Often in the attempt to talk to a target audience, advertisers can succomb to thinking of their consumers as a literal mass of people instead of a collection of individuals. The advertising messages get crafted for a “they.” The problem with this approach is that, with some exceptions, there really is no “they” reading your ad, visiting your site, listening to your radio spot or watching your commercial. There is only a person (or a succession of many individuals) who will come across your messages.
As part of the strategic process we do with our clients, we ask them to think of a certain key individual (usually their best customer) when thinking of their offering. The idea is to guide the thought process to this insight: “My brand would succeed even more if I just had more customers like this key person.”
So what would that one key person want to hear from your brand in order to compel him or her to take action? That’s the start of your conversation with each one of your future customers.

Return on Investment (ROI) is the age-old conundrum of advertising and the root of the famous quote from John Wanamaker: “I know that half the money I spend on advertising is wasted, but I can never find out which half.” Of course, in this day and age, this quote no longer amuses people. It annoys them.
The simplest way to explain that you can’t always directly measure the ROI from your marketing is by using the time-tested “AIDA” model of the consumer purchasing process. This model says that in every purchase decision a customer goes through these four stages:
1. Awareness: A customer becomes conscious of your product/service
2. Interest: Something about you or your product interests them
3. Desire: They actively seek your product
4. Action: They buy
For consumers, this process can happen in an instant (deciding where to eat lunch) and other times it takes weeks, months or even years (picking a vacation spot, buying a house or a car). This brings us to the main point of creating a brand. Most successful marketers realize that if they can create a space in people’s minds for their brands; when they do market specific products and/or need a short-term purchase, they can start at Step 2 or even 3. They don’t have to work as hard to get to Step 4 because people are already aware of and interested in their products.
This, obviously, is what you are trying to do by creating a consistent, ongoing umbrella message that is more emotionally compelling and less product specific. You’re investing in your brand’s value.
Now comes the dilemma.

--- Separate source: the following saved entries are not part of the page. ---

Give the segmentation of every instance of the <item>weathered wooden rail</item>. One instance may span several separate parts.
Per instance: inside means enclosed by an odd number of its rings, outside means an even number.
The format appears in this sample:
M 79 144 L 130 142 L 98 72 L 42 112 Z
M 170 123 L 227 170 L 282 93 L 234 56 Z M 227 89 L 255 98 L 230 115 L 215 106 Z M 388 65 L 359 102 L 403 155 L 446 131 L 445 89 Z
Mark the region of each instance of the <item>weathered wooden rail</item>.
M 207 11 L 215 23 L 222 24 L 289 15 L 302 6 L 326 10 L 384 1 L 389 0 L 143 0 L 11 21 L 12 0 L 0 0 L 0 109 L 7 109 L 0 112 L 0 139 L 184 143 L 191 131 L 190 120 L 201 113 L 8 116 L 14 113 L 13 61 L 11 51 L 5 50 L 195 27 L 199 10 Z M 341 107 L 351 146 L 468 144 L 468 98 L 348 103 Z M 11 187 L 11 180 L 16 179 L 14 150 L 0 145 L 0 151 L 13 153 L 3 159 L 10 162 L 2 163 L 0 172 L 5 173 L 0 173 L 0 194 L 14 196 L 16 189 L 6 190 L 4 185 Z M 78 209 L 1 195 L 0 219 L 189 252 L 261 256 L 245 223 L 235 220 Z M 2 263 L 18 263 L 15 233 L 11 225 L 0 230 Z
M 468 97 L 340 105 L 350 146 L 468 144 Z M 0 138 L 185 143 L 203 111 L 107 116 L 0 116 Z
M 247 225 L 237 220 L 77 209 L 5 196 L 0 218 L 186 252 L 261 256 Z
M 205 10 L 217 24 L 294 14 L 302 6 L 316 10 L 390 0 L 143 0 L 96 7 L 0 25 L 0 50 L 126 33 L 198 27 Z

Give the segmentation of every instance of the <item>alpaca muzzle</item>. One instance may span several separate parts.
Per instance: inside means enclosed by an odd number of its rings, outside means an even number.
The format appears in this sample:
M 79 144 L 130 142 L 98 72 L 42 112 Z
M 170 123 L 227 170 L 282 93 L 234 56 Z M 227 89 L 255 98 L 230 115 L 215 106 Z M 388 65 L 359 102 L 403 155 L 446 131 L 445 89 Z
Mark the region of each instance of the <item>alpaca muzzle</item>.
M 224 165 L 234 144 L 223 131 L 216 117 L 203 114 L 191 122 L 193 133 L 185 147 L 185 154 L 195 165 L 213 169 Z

You can’t directly measure the first three steps in the short-term without some sort of research because your target hasn’t done anything you can measure. But you will see the long-term payoff in your investment via repeat business, increases in sales, etc. Even in the long-term, it is difficult to measure directly, because brand value is intangible and hard to quantify.
Ultimately, as a marketer, you have to go on gut, or use an ongoing research tool to measure over time.